Bir yıldızın kenarı, yani yıldız diskinin kenarı, ışık eğrisinin yorumlanmasında belirleyici bir rol oynar. Tıpkı Güneş’te olduğu gibi, gözlemciye bu kenar, iç bölgeye göre daha koyu görünür. Ancak yıldız aslında daha uzakta daha az parlak bir şekilde parlamıyor. Ortak yazar ve MPS Direktörü Prof. Dr. Laurent Gizon şöyle açıklıyor: “Yıldız bir küre olduğundan ve yüzeyi kavisli olduğundan, kenardaki merkezden daha yüksek ve dolayısıyla daha soğuk katmanlara bakıyoruz.” “Dolayısıyla bu alan bize daha karanlık görünüyor” diye ekliyor.

Uzuv kararmasının, ışık eğrisindeki dış gezegen sinyalinin tam şeklini etkilediği biliniyor: Karartma, bir yıldızın parlaklığının gezegen geçişi sırasında ne kadar dik bir şekilde düşüp sonra tekrar yükseleceğini belirler. Ancak yıldız atmosferinin geleneksel modellerini kullanarak gözlemsel verileri doğru bir şekilde yeniden üretmek mümkün olmadı. Parlaklığın azalması her zaman model hesaplamalarının önerdiğinden daha az ani oldu. Mevcut çalışmanın yazarlarından MPS Direktörü Prof. Dr. Sami Solanki, “Ötegezegenlerin sinyalini tam olarak anlamak için yapbozun çok önemli bir parçasını kaçırdığımız açıktı” diyor.

Manyetik alan yapbozun eksik parçası

Bugün yayınlanan hesaplamaların gösterdiği gibi bulmacanın eksik parçası yıldızların manyetik alanıdır. Güneş gibi birçok yıldız da muazzam sıcak akımlar yoluyla içlerinin derinliklerinde bir manyetik alan üretir. plazma. Araştırmacılar ilk kez manyetik alanı uzuv kararması modellerine dahil edebildiler. Manyetik alanın gücünün önemli bir etkiye sahip olduğunu gösterebilirler: Uzuv kararması zayıf manyetik alana sahip yıldızlarda belirginken, güçlü manyetik alana sahip yıldızlarda daha zayıftır.

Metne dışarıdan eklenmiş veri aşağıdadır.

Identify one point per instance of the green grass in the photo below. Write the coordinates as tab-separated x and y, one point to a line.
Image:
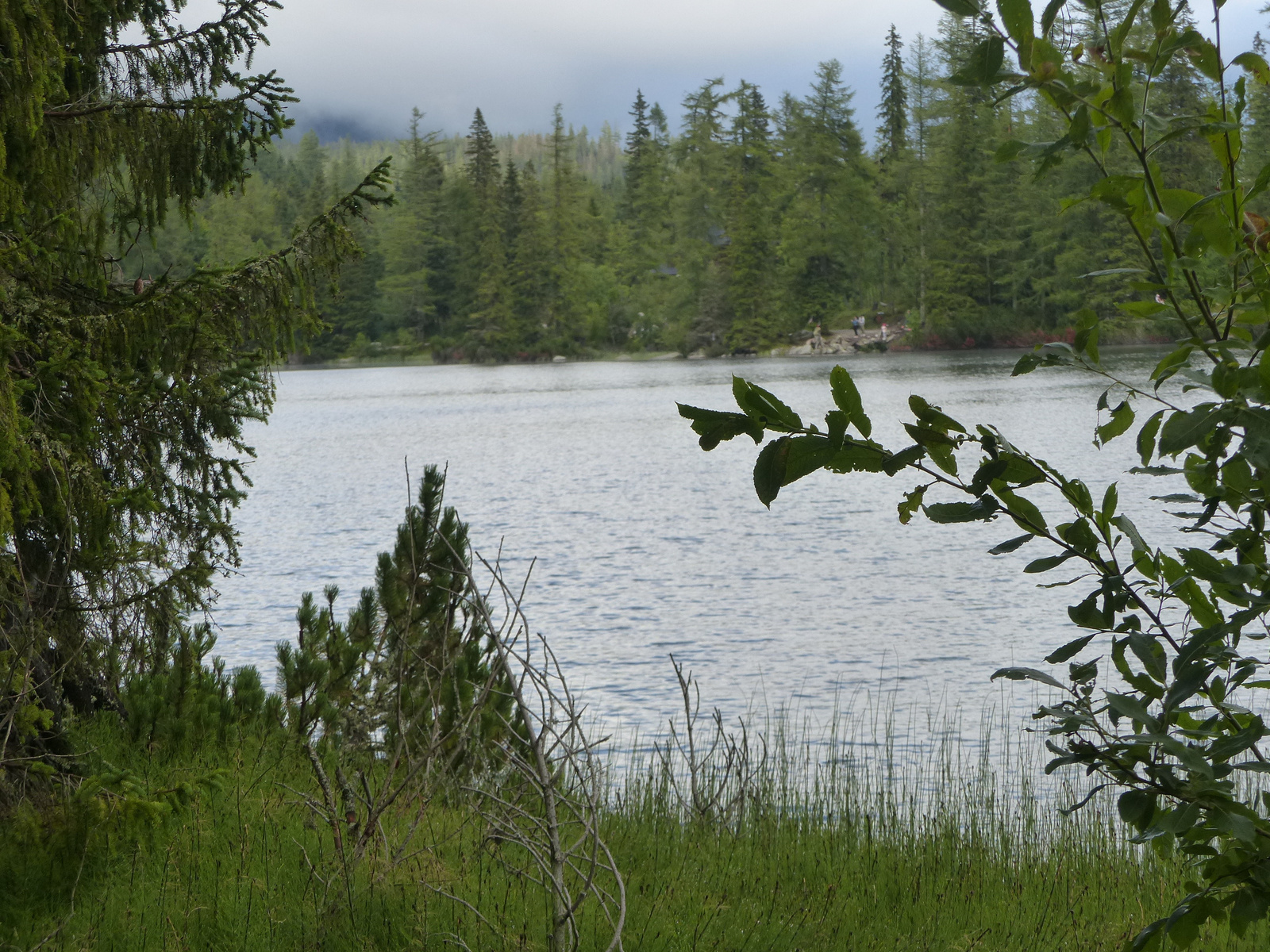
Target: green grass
835	860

Araştırmacılar ayrıca yıldızın manyetik alanının hesaplamalara dahil edilmesi durumunda gözlem verileri ile model hesaplamaları arasındaki tutarsızlığın ortadan kalktığını da kanıtlayabildiler. Bu amaçla ekip, seçilen verilere yöneldi. NASA2009’dan 2018’e kadar binlerce ve binlerce yıldızın ışığını yakalayan Kepler Uzay Teleskobu. Bilim insanları ilk adımda, manyetik alanın varlığında tipik Kepler yıldızlarının atmosferini modelledi. İkinci adımda ise bu hesaplamalardan “yapay” gözlemsel veriler ürettiler. Gerçek verilerle yapılan karşılaştırmada, manyetik alanın dahil edilmesiyle Kepler verilerinin başarıyla çoğaltıldığı görüldü.

Ekip aynı zamanda düşüncelerini şu verilerden de kapsayacak şekilde genişletti: James Webb Uzay Teleskobu. Teleskop uzak yıldızların ışığını çeşitli dalga boylarına bölebilir ve böylece keşfedilen gezegenlerin atmosferindeki belirli moleküllerin karakteristik işaretlerini arayabilir. Anlaşıldığı üzere, ana yıldızın manyetik alanı, yıldız kanadının farklı dalga boylarında farklı şekilde kararmasını etkiliyor ve bu nedenle daha kesin sonuçlar elde etmek için gelecekteki değerlendirmelerde dikkate alınması gerekiyor.

Teleskoplardan modellere

“Geçtiğimiz on yıllar ve yıllarda, ötegezegen araştırmalarında ilerlemenin yolu, yeni dünyaları aramak ve karakterize etmek için tasarlanmış uzay teleskopları olan donanımı geliştirmekti. James Webb Uzay Teleskobu bu gelişmeyi yeni sınırlara itti” diyor mevcut çalışmanın ortak yazarı ve MPS’de ERC tarafından finanse edilen bir araştırma grubunun başkanı Dr. Alexander Shapiro. “Şimdi bir sonraki adım, bu mükemmel verileri yorumlayacak modelleri geliştirmek ve hassaslaştırmaktır” diye ekliyor.

Bu gelişmeyi daha da ilerletmek için araştırmacılar artık analizlerini Güneş’ten açıkça farklı olan yıldızları da kapsayacak şekilde genişletmek istiyorlar. Buna ek olarak, bulguları, yıldızların manyetik alanının gücünü anlamak için ötegezegenlere sahip yıldızların ışık eğrilerini kullanma olasılığını sunuyor; aksi takdirde ölçülmesi genellikle zordur.

Referans: Nadiia M. Kostogryz, Alexander I. Shapiro, Veronika Witzke, Robert H. Cameron, Laurent Gizon, Natalie A. Krivova, Hans-G. Ludwig, Pierre FL Maxted, Sara Seager, Sami K. Solanki ve Jeff Valenti, 12 Nisan 2024, Doğa Astronomi.